Ces considérations nous fournissent la réponse aux deux questions qui font suite à la première. Ces couches-là ont la chance de se transmettre à la descendance prochaine qui sont les plus anciennement formées, les plus homogènes ou les mieux coordonnées dans toutes leurs parties. Ou bien encore, pour abandonner un instant ma métaphore de prédilection, les enfants hériteront des habitudes les plus puissantes et les plus invétérées des parents, réduites à l'état de prédispositions ou de tendances. Si les circonstances favorisent ces prédispositions et les développent, si ce fait se renouvelle sans interruption pendant une longue série de générations, ce qui n'était qu'un caractère individuel et accidentel deviendra un caractère spécifique. Inutile d'insister davantage sur ce point. Ceux qui repoussent a priori le principe de la transformation des espèces ne se laisseront pas convaincre par les applications que j'en ferais incidemment dans la théorie du sommeil et des rêves.

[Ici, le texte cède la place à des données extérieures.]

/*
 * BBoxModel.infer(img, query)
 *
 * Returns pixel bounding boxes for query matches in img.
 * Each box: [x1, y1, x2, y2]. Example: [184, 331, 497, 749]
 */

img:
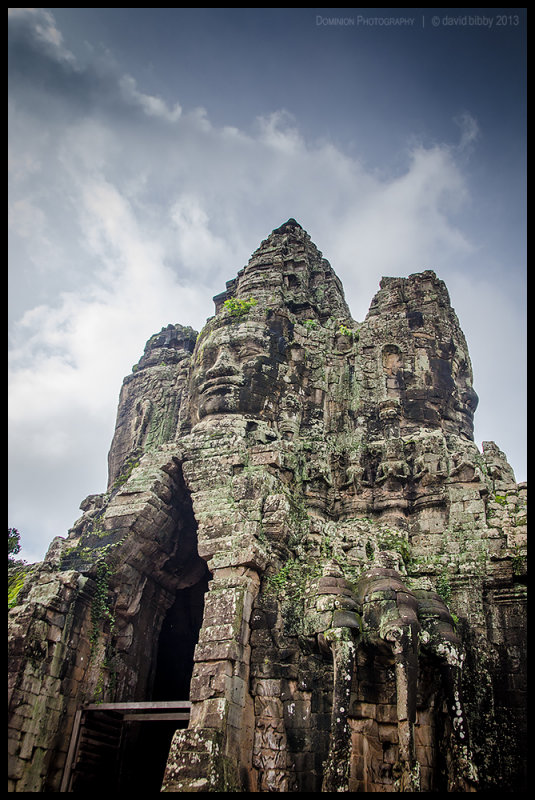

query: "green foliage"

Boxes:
[7, 528, 31, 609]
[338, 325, 359, 341]
[223, 297, 258, 317]
[89, 561, 115, 657]
[113, 457, 139, 489]
[7, 528, 25, 567]
[303, 319, 318, 331]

Nous voilà édifiés sur la formation du noyau

central, de cette espèce de mécanisme composé d'habitudes ancestrales ou personnelles. Si nous ne pouvons remonter jusqu'à son origine première, ni en prédire la fin dernière, nous pouvons du moins par la réflexion en refaire le passé et en deviner l'avenir.

Revenons à la nourriture et essayons de caractériser d'une manière plus précise le genre de transformation que subissent les forces qu'elle introduit dans l'organisme.

Pour agir, celui-ci doit consommer une certaine énergie, énergie qui se manifeste au dehors comme chaleur ou comme mouvement. Les forces qui sont en lui s'épuisent et passent ailleurs. Pour conserver son intégrité et se remettre en état d'agir, il doit les réparer; et elles lui sont restituées par les aliments, qui sont, entre autres choses, de la chaleur et du mouvement condensés.

Mais, outre ce travail extérieur, visible à tous, il se fait en lui un travail tout intérieur qui se révèle à lui seul, partiellement du moins. Ce travail, bien qu'il puisse être aussi accompagné d'une dépense de forces, aboutit à un résultat tout différent, à une accumulation de forces. La mémoire et l'expérience, la défiance ou la familiarité et la ruse ou le courage qui en sont les suites, la science, le génie des découvertes et le perfectionnement de l'humanité, voilà, dans des ordres d'idées différents, des exemples saisissants d'accumulation de forces. L'emploi métaphorique du mot apprendre - qui, étymologiquement, signifie s'annexer en prenant est fondé sur le sentiment instinctif et profond de la réalité. Savoir, c'est avoir ap-pris.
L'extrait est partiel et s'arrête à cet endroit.